Please, help me. is this a library issue?
Hi Blacky-i,
auto ret = clGetPlatformIDs(0, NULL, &numberPlatform);
I have also tried to run example code in clBLAS library. i am getting same issue.
Rebuilded clBLAS library from scratch. Also doesn't help.
Notebook ASUS UX32VD. Nvidia 620M. CUDA 8.0
I dont see that line in the sourcecode you provide at https://github.com/hughperkins/DeepCL/issues/94#issuecomment-248586455 ? Alternatively, if you're in gdb, can you type bt
, and paste the entire output please?
I am sorry, I was rushing. When i got clBLASNotInitializedException
I tried to initialize it manually. That is why i mentioned auto ret = clGetPlatformIDs(0, NULL, &numberPlatform);
Backtrace of running sourcecode at #94 (comment):
Thread 1 "CNN" received signal SIGABRT, Aborted.
0x00007ffff55f5418 in __GI_raise (sig=sig@entry=6)
at ../sysdeps/unix/sysv/linux/raise.c:54
54 ../sysdeps/unix/sysv/linux/raise.c: Нет такого файла или каталога.
(gdb) bt
#0 0x00007ffff55f5418 in __GI_raise (sig=sig@entry=6)
at ../sysdeps/unix/sysv/linux/raise.c:54
#1 0x00007ffff55f701a in __GI_abort () at abort.c:89
#2 0x00007ffff5c2e84d in __gnu_cxx::__verbose_terminate_handler() ()
from /usr/lib/x86_64-linux-gnu/libstdc++.so.6
#3 0x00007ffff5c2c6b6 in ?? () from /usr/lib/x86_64-linux-gnu/libstdc++.so.6
#4 0x00007ffff5c2c701 in std::terminate() ()

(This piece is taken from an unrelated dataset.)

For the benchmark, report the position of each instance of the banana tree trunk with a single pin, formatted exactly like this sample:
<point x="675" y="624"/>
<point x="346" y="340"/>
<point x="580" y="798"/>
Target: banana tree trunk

from /usr/lib/x86_64-linux-gnu/libstdc++.so.6
#5 0x00007ffff5c2c919 in __cxa_throw ()
from /usr/lib/x86_64-linux-gnu/libstdc++.so.6
#6 0x00007ffff7b5a136 in ClBlasHelper::Gemm (cl=0x627720,
order=order@entry=clblasColumnMajor, aTrans=aTrans@entry=clblasNoTrans,
bTrans=bTrans@entry=clblasTrans, m=<optimized out>, k=<optimized out>,
n=150, alpha=alpha@entry=1, AWrapper=0x99be40, aOffset=0,
BWrapper=0x931610, bOffset=0, beta=beta@entry=0, CWrapper=0xc09960,
cOffset=0)
at /home/bitummon/Projects/Qt/DeepCL/src/clblas/ClBlasHelper.cpp:40
#7 0x00007ffff7b69e33 in BackwardIm2Col::backward (this=0xc09e00,
batchSize=1, inputDataWrapper=<optimized out>, gradOutputWrapper=0x99be40,
weightsWrapper=0x931610, gradInputWrapper=0x99b630)

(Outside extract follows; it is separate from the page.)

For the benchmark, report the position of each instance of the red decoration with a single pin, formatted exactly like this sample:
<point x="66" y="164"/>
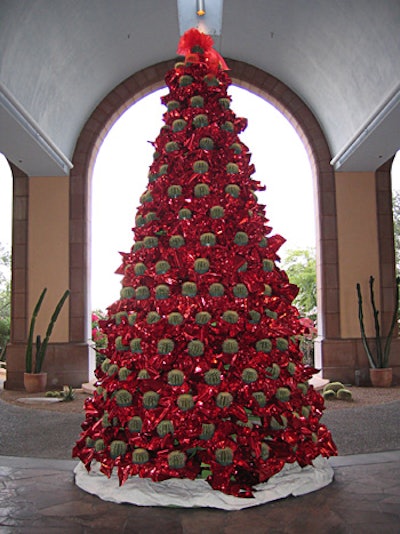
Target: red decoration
<point x="216" y="377"/>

at /home/bitummon/Projects/Qt/DeepCL/src/conv/BackwardIm2Col.cpp:64
#8 0x00007ffff7b69392 in BackwardAuto::backward (this=0x931520,
batchSize=<optimized out>, inputDataWrapper=<optimized out>,
---Type <return> to continue, or q <return> to quit---
gradOutput=<optimized out>, weightsWrapper=<optimized out>,
gradInput=<optimized out>)
at /home/bitummon/Projects/Qt/DeepCL/src/conv/BackwardAuto.cpp:70
#9 0x00007ffff7b72143 in ConvolutionalLayer::backward (this=0x946cf0)

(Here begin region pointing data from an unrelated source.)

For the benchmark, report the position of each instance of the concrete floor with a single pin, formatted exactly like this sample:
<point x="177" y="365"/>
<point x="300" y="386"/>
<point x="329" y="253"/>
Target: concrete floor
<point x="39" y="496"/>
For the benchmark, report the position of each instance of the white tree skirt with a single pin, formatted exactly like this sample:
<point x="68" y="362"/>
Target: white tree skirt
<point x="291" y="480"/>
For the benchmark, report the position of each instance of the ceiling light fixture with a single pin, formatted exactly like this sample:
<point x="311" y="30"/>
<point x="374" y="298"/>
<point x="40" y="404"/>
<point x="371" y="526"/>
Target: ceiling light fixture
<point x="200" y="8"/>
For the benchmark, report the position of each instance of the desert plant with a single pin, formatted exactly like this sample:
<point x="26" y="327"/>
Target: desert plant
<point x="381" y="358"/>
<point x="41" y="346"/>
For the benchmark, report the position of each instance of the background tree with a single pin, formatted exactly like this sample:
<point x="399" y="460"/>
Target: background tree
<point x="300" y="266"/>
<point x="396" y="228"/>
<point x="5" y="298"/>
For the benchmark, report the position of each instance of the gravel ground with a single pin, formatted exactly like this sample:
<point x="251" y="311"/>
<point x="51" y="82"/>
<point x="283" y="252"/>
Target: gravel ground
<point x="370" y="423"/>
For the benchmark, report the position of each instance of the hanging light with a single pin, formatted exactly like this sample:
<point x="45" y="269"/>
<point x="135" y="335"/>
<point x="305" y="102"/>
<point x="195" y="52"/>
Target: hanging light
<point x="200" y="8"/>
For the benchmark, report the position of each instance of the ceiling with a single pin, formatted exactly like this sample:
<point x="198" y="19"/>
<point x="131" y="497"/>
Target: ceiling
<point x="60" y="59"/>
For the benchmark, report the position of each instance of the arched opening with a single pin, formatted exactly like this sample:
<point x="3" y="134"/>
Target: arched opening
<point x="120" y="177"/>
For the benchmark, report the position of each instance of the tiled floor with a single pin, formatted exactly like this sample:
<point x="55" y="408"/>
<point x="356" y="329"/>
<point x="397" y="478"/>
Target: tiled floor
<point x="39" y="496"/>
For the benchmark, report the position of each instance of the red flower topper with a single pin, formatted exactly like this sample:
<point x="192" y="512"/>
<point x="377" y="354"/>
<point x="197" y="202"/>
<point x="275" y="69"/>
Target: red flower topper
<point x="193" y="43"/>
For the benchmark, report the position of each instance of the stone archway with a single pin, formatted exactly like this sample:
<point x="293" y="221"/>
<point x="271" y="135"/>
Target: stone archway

at /home/bitummon/Projects/Qt/DeepCL/src/conv/ConvolutionalLayer.cpp:434
#10 0x00007ffff7b8bd6b in NeuralNet::backward (this=this@entry=0x866b10,
outputData=outputData@entry=0x7fffffdd7f70)
at /home/bitummon/Projects/Qt/DeepCL/src/net/NeuralNet.cpp:233
#11 0x00007ffff7b9b997 in SGD::trainNet (this=0x96ab20, net=0x866b10,
context=<optimized out>, input=0x7fffffdd80c0, outputData=0x7fffffdd7f70)
at /home/bitummon/Projects/Qt/DeepCL/src/trainers/SGD.cpp:81
#12 0x00007ffff7b9bbb8 in SGD::trainNetFromLabels (this=0x96ab20,
net=0x866b10, context=0x7fffffdd8010, input=0x7fffffdd80c0,
labels=<optimized out>)
at /home/bitummon/Projects/Qt/DeepCL/src/trainers/SGD.cpp:108
#13 0x00007ffff7b9c69f in Trainer::trainFromLabels (this=0x96ab20,
trainable=<optimized out>, context=0x7fffffdd8010, input=0x7fffffdd80c0,
labels=0x7fffffffd760)
at /home/bitummon/Projects/Qt/DeepCL/src/trainers/Trainer.cpp:71
#14 0x00007ffff7b602a5 in LearnBatcher::internalTick (this=0x9730a0,
epoch=<optimized out>, batchData=0x7fffffdd80c0,
batchLabels=0x7fffffffd760)
at /home/bitummon/Projects/Qt/DeepCL/src/batch/Batcher.cpp:143
---Type <return> to continue, or q <return> to quit---
#15 0x00007ffff7b603e8 in Batcher::tick (this=0x9730a0, epoch=2)
at /home/bitummon/Projects/Qt/DeepCL/src/batch/Batcher.cpp:101
#16 0x00007ffff7b60cdf in NetLearner::tickBatch (this=0x7fffffffd720)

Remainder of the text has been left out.